I have a dataframe that I am working with in a Python based Jupyter notebook. I want to add an additional column based on the content of an existing column, where the content of the new column is derived from running an external API call on the original column.
The solution I attempted was to use a Python based UDF. The first cell contains something like this:
def analysis(old_column):
new_column = myapi.analyze(text=old_column)
return(new_column)
analysis_udf = udf(analysis)
and the second cell this:
df2 = df1.withColumn("col2",analysis_udf('col1'))

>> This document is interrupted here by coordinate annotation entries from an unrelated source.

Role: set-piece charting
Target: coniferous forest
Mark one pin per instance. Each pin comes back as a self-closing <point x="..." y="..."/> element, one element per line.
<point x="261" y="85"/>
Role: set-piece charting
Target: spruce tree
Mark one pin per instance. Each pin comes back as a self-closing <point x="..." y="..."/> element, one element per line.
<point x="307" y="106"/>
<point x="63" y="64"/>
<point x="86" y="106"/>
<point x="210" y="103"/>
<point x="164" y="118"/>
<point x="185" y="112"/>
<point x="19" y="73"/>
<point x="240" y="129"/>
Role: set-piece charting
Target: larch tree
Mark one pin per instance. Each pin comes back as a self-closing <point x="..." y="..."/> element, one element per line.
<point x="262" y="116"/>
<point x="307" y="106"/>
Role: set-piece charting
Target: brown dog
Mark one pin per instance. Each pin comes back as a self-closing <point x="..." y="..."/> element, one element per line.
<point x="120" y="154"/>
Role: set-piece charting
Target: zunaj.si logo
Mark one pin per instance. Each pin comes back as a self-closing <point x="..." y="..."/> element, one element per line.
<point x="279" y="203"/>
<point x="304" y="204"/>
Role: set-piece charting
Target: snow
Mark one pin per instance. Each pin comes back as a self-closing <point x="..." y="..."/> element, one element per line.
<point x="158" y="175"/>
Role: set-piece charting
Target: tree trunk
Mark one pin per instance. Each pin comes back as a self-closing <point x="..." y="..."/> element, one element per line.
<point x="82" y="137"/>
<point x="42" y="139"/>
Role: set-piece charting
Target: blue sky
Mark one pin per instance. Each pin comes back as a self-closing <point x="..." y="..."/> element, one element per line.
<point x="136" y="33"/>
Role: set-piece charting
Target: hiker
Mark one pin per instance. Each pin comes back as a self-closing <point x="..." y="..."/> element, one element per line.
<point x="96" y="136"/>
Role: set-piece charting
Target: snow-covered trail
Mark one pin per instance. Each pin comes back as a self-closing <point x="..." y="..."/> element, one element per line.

df2.select('col2').show(n=5)
My dataframe is relatively large, with some 70000 rows, and where col1 can have a 100 to 10000+ characters of text. When I ran the code above in cell 2, it actually seemed to run fairly quickly (minutes), and dumped out the 5 rows of the df2 dataframe. So I thought I was in business. However, my next cell had the following code:
df2.cache()
df2.filter(col('col2').isNull()).count()
The intent of this code is to cache the contents of the new dataframe to improve access time to the DF, and then count how many of the entries in the dataframe have null values generated by the UDF. This surprisingly (to me) took many hours to run, and eventually provided an output of 6. Its not clear to me why the second cell ran quickly and the third was slow. I would have though that the df2.select('col2').show(n=5) call would have caused the UDF to run on all of the rows, and that one would have been slow, and then subsequent calls to access the new column of the dataframe would be quick. But that wasn't the case, so I supposed then that the cache call was the one that was actually causing the UDF to run on all of the rows so any subsequent calls now should be quick. So added another cell with:
df2.show(n=5)
Assuming it would run quickly, but again, it was taking much longer than I expected and it seems like perhaps the UDF was running again. (?)
My questions are
- Which Spark api calls actually cause the udf to run (or re-run), and how to structure the calls to run the UDF only once so that the new column is created with the text output by the UDF's python function.
- I have read that Python UDFs should be avoided because they are slow (seems correct) so what alternatives do I have when I need to use an API call to generate the new column?